David S. Hogan, Angela DiMarco and Tony Doupe with Mighty Tripod Productions. They now offer on-camera classes for adults and children. I am sure they have some other courses up their sleeves as well, so stay tuned. They are committed to raising the bar in Seattle!
Steven Anderson with Actorswork. Steven teaches in LA on a regular basis, but travels up to Seattle every few months to do weekend intensives.
These are the main places, that I know of, where a professional actor can study outside of college in Seattle.
In LA, I learned very quickly that ongoing training is an expectation. Agents and Managers ask you who you are studying with. The name of the teacher is less important than the fact that you are studying and improving your craft. The competition is so fierce here that there isn’t room for laziness or complacency. “YOU MUST TRAIN” is the motto. Athletes train. We should be held to just as high a standard.
As for the teachers here, I don’t even know where to begin. I have barely scratched the surface of all the acting teachers here. However, I have had the chance audit and visit a few. (If money were infinite)… Here is my acting class wish list in LA:
Lesly Kahn. She offers a Triage session to assess where you are at and what you should work on (with her or with other teachers in town for Improv or Commercials). Lesly is keenly perceptive and will not shy away from telling you exactly what’s wrong, even if it isn’t your acting, but some other facet that might keep you from getting cast. I left feeling like she would be able to address my specific bad acting habits and mental traps and be able to steer me in the right direction. Can’t wait to take classes from her!
Annie Grindlay. I visited a free workshop she offers, which explains a bit of her methodology. She addresses the acting technique through the lens of your audition experience. This seemed especially helpful to me because how to do we get work? By auditioning. If you can’t audition well, you can’t work. I loved her!
Stephen Book. He offers a free seminar every time he accepts new students (only every 18 months or so) to demonstrate his methodology. He approaches acting through the lens of improv and spontaneity. Over the course of two years with the same students he teaches exercises, tools and structures by which to approach scripted work. I was fascinated by this idea, very tempted to sign up for the class, but not ready to make a two year commitment. I hope to be able to in another 18 months.

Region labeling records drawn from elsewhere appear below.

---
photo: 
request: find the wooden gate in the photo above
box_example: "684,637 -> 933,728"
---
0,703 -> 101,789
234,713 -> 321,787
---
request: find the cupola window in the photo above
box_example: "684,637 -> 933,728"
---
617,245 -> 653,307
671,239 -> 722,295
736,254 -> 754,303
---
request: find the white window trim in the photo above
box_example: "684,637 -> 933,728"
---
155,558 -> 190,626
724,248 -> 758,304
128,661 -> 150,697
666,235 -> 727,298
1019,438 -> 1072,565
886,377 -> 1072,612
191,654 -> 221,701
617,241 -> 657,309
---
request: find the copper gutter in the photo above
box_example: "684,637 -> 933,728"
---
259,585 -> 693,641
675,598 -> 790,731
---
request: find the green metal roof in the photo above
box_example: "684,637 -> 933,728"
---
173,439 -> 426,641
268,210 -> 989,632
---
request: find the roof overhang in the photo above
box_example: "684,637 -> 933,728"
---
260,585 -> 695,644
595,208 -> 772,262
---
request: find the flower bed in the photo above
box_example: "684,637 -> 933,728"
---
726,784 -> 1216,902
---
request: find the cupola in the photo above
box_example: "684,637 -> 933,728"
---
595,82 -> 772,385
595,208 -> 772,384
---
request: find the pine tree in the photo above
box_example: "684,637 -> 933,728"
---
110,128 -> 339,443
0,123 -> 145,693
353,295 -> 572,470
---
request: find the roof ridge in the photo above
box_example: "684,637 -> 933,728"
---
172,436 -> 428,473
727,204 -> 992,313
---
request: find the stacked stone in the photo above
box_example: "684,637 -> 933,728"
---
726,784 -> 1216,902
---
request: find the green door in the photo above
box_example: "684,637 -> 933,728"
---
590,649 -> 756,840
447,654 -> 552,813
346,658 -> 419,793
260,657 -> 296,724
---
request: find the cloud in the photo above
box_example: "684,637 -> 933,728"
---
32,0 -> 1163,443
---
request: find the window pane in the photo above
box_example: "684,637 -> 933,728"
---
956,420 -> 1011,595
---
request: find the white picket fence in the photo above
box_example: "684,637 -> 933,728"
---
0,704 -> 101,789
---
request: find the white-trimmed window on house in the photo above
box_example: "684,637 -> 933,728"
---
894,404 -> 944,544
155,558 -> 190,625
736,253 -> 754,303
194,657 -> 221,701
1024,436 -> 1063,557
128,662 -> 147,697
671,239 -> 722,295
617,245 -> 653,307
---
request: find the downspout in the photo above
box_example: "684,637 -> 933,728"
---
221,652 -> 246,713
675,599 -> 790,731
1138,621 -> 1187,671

Anthony Meindl’s Actor Workshop. I was able to audit his class and was fascinated by what I found. He teaches in almost the complete opposite way of the traditional 20th century acting technique because he bases a lot of what he teaches on science. From watching the class I am not sure what the basics are, except that he doesn’t encourage memorization and wants you to create in the moment. It seems taking the basic class is necessary to learn how he goes about his technique. It seems really intangible the way I’m describing it, but I left completely fascinated. I want to read his book: At Left Brain Turn Right. This I think will give a better idea of what to expect.
I know there are MANY more teachers I should visit and audit, but so far theses are my top choices. Now, to make the money to pay for them…. it’s all in the priorities. One thing is for sure. I want to keep training!